According to humanitarian agencies, as many as 300 migrants belonging to impoverished Sub-Saharan countries might have lost their lives in the freezing cold waters of the Mediterranean. The dead belonged to the same group as the 29 migrants who died of hypothermia earlier this week inspite of a perilous rescue mission by the Italian Coast Guard.
Those who have survived are telling horrific tales of several small boats capsizing on being overwhelmed by mighty waves of the Mediterranean, tossing their companions into the frigid waters.
The spokeswoman for the U.N. High Commissioner for Refugees, Carlotta Sami, says survivors have confirmed the existence of a rubber boat that left Libya on Sunday. In a statement, the UNHCR says that means some 300 people are missing. Earlier, the agency cited survivors from other vessels as saying 203 people had died in the crossing.

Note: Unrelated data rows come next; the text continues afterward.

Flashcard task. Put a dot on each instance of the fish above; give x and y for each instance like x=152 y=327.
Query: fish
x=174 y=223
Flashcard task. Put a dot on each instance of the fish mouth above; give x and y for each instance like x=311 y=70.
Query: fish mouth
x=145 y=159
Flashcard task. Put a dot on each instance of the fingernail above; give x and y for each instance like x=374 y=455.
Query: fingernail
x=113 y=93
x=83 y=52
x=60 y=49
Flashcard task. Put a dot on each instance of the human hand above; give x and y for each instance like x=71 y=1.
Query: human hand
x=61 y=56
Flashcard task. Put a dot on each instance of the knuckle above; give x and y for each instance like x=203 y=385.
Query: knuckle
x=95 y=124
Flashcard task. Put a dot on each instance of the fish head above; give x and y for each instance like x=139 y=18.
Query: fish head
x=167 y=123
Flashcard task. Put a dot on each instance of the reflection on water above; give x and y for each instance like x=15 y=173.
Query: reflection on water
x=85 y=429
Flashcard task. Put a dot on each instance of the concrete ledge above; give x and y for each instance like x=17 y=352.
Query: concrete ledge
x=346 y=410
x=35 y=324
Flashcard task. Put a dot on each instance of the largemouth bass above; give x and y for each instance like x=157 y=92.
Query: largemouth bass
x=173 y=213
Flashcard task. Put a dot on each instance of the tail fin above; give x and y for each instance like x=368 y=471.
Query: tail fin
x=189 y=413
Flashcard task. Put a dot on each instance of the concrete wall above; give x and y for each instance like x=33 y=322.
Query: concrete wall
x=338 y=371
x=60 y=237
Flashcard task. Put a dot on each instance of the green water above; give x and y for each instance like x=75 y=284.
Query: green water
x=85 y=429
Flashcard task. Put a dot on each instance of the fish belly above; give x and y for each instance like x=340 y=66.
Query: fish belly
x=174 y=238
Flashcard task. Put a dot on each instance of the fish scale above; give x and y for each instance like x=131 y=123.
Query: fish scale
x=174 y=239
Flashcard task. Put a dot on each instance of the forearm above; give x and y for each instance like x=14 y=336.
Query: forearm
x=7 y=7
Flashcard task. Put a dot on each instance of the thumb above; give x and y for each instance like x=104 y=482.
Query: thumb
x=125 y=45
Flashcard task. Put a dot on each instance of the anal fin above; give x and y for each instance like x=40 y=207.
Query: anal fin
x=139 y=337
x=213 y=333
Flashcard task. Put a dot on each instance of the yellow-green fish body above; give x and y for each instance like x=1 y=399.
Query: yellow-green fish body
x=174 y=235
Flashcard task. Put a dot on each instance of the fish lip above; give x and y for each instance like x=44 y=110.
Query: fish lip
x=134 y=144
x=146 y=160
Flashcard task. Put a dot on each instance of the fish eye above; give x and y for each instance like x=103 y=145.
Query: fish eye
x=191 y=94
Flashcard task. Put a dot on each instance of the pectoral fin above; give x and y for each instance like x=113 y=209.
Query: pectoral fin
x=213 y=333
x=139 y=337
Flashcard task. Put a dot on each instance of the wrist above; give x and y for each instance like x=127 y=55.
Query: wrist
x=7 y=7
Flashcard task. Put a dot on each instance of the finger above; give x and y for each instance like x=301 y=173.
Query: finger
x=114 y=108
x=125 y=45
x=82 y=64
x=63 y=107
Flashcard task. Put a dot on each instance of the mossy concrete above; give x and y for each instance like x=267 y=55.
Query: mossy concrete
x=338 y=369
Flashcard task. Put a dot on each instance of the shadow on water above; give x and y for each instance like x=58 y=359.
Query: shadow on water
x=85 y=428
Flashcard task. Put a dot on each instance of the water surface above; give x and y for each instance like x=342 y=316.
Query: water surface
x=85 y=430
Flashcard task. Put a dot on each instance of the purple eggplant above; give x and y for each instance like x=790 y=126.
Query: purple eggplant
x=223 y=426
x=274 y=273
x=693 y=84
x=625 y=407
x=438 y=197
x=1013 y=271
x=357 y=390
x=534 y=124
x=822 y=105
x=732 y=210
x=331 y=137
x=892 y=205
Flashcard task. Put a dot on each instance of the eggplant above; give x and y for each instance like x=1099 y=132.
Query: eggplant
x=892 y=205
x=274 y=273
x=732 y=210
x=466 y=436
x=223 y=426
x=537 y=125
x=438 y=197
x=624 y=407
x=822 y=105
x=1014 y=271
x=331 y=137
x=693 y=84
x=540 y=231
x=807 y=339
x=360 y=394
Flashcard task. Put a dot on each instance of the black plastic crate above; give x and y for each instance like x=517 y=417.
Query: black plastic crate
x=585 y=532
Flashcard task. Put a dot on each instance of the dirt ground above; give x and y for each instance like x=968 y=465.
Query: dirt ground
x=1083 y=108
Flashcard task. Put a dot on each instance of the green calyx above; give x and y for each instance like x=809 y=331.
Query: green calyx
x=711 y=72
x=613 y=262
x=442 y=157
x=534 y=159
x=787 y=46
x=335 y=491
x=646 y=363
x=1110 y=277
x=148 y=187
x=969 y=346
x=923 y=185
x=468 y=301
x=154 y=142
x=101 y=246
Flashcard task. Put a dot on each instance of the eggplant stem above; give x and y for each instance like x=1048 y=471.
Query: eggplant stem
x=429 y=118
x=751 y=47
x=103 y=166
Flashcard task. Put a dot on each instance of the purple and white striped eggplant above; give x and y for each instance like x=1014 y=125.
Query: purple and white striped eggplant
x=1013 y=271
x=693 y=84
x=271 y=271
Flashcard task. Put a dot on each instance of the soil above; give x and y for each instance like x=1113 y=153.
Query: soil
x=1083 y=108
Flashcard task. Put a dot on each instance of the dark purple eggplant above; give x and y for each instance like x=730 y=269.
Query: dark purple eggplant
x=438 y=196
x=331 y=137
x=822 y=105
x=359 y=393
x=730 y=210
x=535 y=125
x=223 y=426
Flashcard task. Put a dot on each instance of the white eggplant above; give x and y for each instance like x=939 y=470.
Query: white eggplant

The latest fatal episode at sea has drawn immediate attention and criticism about the new European Union program to patrol the shores. The present system replaced a far more effective Italian operation Mare Nostrum that was disbanded last fall.
The EU ‘s Triton that took over after the Mare Nostrum being disbanded operation last year patrols only close to Europe’s coast as compared to the previous operation that had patrolled the waters up to the Libyan coast.
Nils Muiznieks, commissioner for human rights at the Council of Europe, lamented over “another preventable tragedy on the Mediterranean,” via a tweet.
Referring to the current European migrant protection program, he added: “The E.U. needs effective search and rescue. Triton does not meet this need.”
According to survivors’ accounts, four inflatable boats sailed from a port near Tripoli, Libya, on Saturday, but only one was located and rescued by Italy’s Coast Guard. Nine survivors of two other rubber boats were later collected by a merchant ship, but there is so far no evidence of the fourth vessel. More than 100 people were aboard each of the rubber boats, survivors said.
Carlotta Sami, spokeswoman for the United Nations refugee agency in Italy, said that migrants had been “swallowed up by the waves.”
“They were all sub-Saharan Africans, the human cargoes of the smugglers,” said Flavio Di Giacomo, spokesman for the International Organization for Migration in Italy. “Many told us that they were threatened with knives and guns to get aboard. They were scared; they realized the sea was too rough to make it.”
The youngest of those killed by the freezing waters was aged only 12.